Dlaczego, na przykład, niektórzy nauczyciele wręcz zmuszają nas do wysilania mózgu i czytania tych nudnych książek, pełnych niekończących się wyrazów, niewdzięcznych zdań z kropkami na końcu i, co gorsza, brakiem ilustracji?! Szaleństwo!
Zabierają tylko czas… TWÓJ cenny czas, który mógłbyś przeznaczyć, między innymi, na bajeranckie gry, czatowanie w necie, zabijanie ludków w świecie wirtualnym albo jazdę zrywnym Porsche. Czyż nie?
Kto by nie chciał zrozumieć piękno nudnych książek, czyż nie? To zupełnie coś innego niż filmy, które dają niesamowity klimat, potrafią zaciekawić, przyciągać uwagę i, co najlepsze, mają efekty dźwiękowe.
Kiedy spoglądasz na okładki wielu bestsellerów, to sam nie wiesz ostatecznie, która jest zaprojektowana lepiej, na którą byś się bardziej skusił, a gdy widzisz NIESAMOWITE zwroty akcji w telewizji, czy babcie i dziadków grających w teleturniejach lub odgłosy przyrody – zależy co kto woli – automatycznie wciągasz się w to i trudno jest się oderwać. Jeżeli spotykasz się w swoim życiu z wyżej opisanymi sytuacjami, to doskonale wiesz, co mam na myśli.
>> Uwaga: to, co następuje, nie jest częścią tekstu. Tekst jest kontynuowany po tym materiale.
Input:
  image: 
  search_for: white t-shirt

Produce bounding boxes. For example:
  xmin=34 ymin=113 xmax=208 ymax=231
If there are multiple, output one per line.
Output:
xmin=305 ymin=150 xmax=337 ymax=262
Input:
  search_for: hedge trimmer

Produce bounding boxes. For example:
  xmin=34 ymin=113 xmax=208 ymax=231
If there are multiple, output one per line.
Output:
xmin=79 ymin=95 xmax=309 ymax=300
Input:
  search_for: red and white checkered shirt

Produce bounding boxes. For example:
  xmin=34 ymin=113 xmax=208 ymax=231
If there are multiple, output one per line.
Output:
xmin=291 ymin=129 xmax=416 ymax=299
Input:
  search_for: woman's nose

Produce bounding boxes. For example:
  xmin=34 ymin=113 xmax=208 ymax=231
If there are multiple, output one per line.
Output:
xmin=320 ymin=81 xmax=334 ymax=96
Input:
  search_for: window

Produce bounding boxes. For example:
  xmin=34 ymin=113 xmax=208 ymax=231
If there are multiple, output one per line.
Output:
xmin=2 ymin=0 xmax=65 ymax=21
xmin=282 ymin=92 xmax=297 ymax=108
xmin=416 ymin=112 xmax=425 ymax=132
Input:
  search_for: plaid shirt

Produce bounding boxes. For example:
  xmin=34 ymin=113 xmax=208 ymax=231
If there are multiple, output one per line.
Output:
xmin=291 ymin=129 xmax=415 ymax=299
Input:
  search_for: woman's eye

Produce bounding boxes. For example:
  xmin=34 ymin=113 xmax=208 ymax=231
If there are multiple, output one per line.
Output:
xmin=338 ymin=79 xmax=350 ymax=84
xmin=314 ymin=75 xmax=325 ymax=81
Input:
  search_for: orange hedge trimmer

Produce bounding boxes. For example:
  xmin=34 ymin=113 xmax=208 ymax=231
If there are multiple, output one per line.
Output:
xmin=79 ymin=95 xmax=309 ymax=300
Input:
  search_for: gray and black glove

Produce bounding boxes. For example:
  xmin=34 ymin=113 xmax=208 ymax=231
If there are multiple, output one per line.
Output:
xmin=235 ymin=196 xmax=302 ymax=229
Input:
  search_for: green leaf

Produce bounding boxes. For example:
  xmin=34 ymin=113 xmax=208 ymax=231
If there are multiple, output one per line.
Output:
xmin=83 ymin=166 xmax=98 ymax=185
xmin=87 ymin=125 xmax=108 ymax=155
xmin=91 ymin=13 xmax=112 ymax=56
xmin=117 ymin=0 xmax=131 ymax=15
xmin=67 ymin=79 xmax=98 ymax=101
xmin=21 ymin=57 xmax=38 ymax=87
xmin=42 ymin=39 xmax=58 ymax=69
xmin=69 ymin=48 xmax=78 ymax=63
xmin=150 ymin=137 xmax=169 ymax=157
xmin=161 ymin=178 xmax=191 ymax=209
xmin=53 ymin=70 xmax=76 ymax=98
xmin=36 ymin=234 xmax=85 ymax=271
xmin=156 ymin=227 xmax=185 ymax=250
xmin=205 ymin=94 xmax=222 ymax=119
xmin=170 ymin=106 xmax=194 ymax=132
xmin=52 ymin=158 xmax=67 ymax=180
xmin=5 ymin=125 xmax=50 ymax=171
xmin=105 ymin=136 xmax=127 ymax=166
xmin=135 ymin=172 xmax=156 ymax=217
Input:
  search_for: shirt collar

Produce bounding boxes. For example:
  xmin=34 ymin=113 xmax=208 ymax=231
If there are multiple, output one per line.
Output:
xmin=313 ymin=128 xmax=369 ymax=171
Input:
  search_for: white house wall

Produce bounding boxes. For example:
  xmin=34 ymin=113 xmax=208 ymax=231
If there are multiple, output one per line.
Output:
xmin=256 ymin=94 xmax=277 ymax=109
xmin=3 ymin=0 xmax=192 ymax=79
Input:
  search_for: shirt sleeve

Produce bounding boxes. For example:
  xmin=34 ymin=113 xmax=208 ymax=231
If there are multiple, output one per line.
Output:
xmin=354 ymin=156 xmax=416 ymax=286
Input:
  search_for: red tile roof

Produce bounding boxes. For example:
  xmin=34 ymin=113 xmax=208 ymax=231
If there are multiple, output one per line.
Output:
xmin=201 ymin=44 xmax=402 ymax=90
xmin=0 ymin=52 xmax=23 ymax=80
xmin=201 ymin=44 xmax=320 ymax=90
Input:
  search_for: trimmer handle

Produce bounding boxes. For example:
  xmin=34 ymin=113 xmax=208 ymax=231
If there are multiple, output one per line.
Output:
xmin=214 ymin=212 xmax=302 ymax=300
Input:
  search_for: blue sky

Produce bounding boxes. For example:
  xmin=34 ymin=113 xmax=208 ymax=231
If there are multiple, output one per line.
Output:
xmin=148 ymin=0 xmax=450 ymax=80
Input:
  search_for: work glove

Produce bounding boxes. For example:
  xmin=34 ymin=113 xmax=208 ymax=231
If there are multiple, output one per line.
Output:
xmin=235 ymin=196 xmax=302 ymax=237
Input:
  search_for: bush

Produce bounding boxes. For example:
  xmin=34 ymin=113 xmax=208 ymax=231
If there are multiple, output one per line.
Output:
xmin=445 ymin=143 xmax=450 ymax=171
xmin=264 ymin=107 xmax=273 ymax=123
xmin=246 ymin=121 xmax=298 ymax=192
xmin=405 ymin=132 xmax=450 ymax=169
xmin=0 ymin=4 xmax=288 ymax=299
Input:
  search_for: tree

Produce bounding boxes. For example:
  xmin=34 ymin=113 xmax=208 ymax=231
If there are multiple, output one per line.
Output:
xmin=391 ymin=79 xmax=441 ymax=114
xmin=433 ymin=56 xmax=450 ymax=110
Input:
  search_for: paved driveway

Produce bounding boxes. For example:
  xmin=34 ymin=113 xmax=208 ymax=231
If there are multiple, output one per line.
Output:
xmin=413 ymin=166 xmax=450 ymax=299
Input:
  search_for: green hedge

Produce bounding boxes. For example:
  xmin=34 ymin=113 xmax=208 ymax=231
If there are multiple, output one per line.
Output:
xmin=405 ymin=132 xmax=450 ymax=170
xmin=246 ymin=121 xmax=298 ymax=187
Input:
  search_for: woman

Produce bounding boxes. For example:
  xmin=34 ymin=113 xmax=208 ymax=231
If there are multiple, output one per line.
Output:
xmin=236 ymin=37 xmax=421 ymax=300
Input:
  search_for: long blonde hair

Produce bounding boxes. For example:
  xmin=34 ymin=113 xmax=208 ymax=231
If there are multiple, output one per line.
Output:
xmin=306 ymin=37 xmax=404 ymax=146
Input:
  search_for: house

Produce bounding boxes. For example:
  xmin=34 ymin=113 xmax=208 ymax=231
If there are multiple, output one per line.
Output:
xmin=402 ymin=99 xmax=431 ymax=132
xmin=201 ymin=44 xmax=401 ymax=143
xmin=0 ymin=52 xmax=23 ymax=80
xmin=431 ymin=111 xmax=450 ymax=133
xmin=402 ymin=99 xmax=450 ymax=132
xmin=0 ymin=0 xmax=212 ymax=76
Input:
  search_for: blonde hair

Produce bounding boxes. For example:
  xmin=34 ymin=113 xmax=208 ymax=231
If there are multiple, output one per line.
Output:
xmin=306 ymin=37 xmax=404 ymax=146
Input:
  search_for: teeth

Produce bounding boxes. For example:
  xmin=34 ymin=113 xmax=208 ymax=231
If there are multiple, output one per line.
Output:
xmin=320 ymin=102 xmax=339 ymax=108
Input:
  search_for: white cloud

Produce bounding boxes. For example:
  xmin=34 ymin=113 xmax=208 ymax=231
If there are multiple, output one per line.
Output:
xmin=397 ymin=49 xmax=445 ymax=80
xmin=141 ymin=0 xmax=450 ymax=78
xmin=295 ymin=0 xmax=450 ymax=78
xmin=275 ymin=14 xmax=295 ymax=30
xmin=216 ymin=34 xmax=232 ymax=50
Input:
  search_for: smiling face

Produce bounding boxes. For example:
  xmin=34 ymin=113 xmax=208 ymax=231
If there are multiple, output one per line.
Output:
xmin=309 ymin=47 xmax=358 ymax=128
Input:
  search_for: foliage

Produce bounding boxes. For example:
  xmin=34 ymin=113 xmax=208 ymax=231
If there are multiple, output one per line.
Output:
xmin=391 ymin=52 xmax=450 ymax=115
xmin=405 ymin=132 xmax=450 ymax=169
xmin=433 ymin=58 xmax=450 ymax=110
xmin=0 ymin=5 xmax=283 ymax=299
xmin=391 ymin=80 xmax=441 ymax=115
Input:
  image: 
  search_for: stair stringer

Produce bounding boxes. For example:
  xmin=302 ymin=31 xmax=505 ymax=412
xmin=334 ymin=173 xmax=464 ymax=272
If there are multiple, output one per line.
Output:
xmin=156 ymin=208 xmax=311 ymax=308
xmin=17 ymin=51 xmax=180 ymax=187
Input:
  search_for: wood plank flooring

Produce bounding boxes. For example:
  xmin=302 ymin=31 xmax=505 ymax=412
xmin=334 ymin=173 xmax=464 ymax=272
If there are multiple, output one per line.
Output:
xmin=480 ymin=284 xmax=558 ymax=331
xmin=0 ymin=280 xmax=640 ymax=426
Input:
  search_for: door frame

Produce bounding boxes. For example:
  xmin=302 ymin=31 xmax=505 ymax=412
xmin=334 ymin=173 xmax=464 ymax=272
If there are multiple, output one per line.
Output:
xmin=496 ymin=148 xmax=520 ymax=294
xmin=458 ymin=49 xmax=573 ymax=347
Czy będąc w bibliotece i widząc ilustracje stron tytułowych jakichś książek, czujesz niezmierną ochotę jej przeczytania? Bo ja nie. Wystarczy, że musimy czytać lektury.
Moim zdaniem, najgorszą rzeczą w książkach jest to, że brak tam efektów dźwiękowych. Jest to nie do przebaczenia… oj, nie. To ABSOLUTNIE NIE TO SAMO.
Daje to gotowe obrazy, dzięki którym nie musimy wysilać naszego umysłu do wyobrażeń i ciężkiego myślenia. Jednak używanie wyobraźni ma swoje plusy. Na przykład, istnieje mniejsza szansa na utratę całkowitej pamięci w późniejszych etapach naszego życia 🙂
Powieści są o wiele bardziej rozbudowane od filmów, dają inny klimat. Sprawiają one, że wszystko, co przeczytasz, przeżywasz w nieco inny sposób niż podczas oglądania filmu. Sam zdecyduj więc, czy to strata czasu. Pewnie masz już wyrobione zdanie na ten temat.
Po dłuższych namysłach nasuwa mi się kolejne małe pytanko. Czy czytanie czegokolwiek ma jakieś skutki uboczne?
Jeśli coś wymyślisz, to z pewnością mogę Ci pogratulować, bo mi, jak na razie, nic nie przyszło do głowy.
Czasem sięgam po dodatkowe książki, które prowadzą mnie w świat nieskończonej fantazji. Pozwala to na zupełnie inne wyobrażenie sobie życia codziennego.
Więc której części mózgu posłuchać i po co lepiej sięgnąć? Po film, grę, a może książkę, która w dzisiejszych czasach dla niektórych jest jak parząca kula ognia? Nie każdy lubi czytać i to jest jak najbardziej zrozumiałe. Chciałabym jednak, byś zadał sobie pytanie: jaka była Twoja ulubiona książka i co nowego wniosła do Twojego życia?
One, równie dobrze jak i filmy, potrafią zmienić sposób myślenia i wnieść wiele nowych wzorców i spostrzeżeń do naszego życia.
SPRÓBUJ, ZDECYDUJ I ZRÓB TO, CO CHCESZ!